Jenkins joins ROTC for early run
Ryan Sydlik | Wednesday, October 25, 2006
In Tuesday’s morning’s chilly air, University President Father John Jenkins and Executive Vice President John Affleck-Graves ran with the Notre Dame ROTC students from all military branches in the second annual United States Notre Dame Tri-Military Command Run.
The run began and ended near Pasquerilla Center and lasted a little under a half hour. Its purpose was to emphasize the common bonds that students in the Army, Navy and Air Force programs share.
“It’s a wonderful morning for a run, [with] a little snow on the ground [to] get your butt moving,” Jenkins said. “We look forward to this run.”
As the tri-military commander, Captain Michael Neller was the official organizer of this year’s run – though he said the credit should go to the ROTC student organization that put it together.
Lt. Col. Kelly Jordan, who is in charge of Army ROTC, said the run was created to increase inter-branch unity, and he hopes it becomes a tradition at Notre Dame.
“We started it last year as a way to develop camaraderie and to emphasize not the differences among the different ROTC programs but the similarities we all have,” he said. “The Navy does different things, the Army does different things, the Air Force does different things, but when you look at us in terms of the entire University, we are far more similar than we are different.”
Neller explained that the ROTC branches normally compete against each other, rather than holding a unifying event.

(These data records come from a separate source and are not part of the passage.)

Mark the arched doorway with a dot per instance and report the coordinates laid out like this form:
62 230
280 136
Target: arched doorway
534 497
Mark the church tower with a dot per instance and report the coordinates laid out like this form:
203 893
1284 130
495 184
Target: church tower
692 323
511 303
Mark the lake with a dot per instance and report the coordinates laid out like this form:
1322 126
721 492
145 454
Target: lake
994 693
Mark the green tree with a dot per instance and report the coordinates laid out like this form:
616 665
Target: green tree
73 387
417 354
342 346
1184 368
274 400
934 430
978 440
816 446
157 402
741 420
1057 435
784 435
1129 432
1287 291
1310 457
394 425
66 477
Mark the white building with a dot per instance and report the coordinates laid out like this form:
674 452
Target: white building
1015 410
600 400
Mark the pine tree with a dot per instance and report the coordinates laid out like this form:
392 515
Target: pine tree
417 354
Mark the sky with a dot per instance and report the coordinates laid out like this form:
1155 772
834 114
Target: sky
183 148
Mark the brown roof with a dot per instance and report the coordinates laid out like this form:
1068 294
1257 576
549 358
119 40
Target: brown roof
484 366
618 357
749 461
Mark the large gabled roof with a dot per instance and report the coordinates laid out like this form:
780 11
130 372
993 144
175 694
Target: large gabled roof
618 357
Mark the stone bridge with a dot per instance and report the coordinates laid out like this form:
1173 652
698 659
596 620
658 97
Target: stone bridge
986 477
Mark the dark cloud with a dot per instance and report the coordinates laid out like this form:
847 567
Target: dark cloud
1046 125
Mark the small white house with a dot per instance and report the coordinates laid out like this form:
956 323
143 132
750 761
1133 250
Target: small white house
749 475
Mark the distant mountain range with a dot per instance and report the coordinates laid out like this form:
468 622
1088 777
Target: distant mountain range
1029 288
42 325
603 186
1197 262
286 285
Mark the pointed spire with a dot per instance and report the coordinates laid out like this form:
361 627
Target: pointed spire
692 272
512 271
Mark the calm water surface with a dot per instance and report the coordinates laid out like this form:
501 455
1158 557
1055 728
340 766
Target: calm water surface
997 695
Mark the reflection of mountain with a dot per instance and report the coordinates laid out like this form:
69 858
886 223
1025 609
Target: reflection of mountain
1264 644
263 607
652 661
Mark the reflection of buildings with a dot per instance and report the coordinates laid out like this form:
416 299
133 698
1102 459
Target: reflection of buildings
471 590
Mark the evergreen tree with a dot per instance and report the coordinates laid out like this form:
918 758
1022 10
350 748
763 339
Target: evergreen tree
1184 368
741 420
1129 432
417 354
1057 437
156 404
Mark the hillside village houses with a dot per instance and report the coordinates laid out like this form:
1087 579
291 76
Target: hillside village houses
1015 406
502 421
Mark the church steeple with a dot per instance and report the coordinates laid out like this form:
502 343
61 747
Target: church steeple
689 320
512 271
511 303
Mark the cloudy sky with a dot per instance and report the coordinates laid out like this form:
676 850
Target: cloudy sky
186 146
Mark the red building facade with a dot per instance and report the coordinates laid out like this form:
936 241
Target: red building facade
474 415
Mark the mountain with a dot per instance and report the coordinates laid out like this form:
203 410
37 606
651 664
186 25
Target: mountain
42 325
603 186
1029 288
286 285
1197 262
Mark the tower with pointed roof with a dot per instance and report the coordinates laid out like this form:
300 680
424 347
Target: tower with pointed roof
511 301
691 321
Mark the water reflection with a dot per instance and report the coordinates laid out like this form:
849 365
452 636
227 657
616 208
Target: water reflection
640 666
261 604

“[Jordan] was a big advocate last year of trying to do more group [unity] things [instead of] having a football game against each other,” he said. “So we tried to create a balance of both.”
Jordan said he was grateful for the special guests that ran alongside the ROTC students.

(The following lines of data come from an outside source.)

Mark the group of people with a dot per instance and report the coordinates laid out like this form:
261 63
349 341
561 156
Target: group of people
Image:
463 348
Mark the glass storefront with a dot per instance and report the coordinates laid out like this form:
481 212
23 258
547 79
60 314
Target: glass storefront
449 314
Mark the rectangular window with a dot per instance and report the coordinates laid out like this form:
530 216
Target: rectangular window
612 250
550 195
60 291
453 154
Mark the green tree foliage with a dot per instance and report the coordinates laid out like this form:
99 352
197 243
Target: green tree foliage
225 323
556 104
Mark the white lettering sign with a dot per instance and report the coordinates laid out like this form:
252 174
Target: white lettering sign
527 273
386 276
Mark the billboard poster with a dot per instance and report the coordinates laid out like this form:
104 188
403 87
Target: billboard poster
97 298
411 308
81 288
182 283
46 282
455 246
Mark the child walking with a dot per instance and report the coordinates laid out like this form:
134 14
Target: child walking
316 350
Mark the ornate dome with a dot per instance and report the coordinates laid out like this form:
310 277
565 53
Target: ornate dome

“The ROTC students really work hard so it’s wonderful to have the administration come out and support us,” he said.
After the run, Jenkins gave a short speech to the ROTC students, emphasizing Notre Dame’s mission of service and duty.
“At Notre Dame, the ROTC program has always been a part of this University and has an important place to play at this University,” he said. “I think the major reason is that Notre Dame’s student body is about service, serving the community, serving the Church, serving the world in important ways. … Your lives – as candidates for military service – are about service too.”
Jenkins reminded the group of its continuing commitment to leadership, both at Notre Dame and after graduation.
“During your time here in ROTC, always remember that Notre Dame spirit of service and duty. Those are high ideals,” he said. “We expect you when you go forth from Notre Dame, to be leaders in your various branches of service, to be leaders in your communities, and to be leaders who have a sense of service and duty.”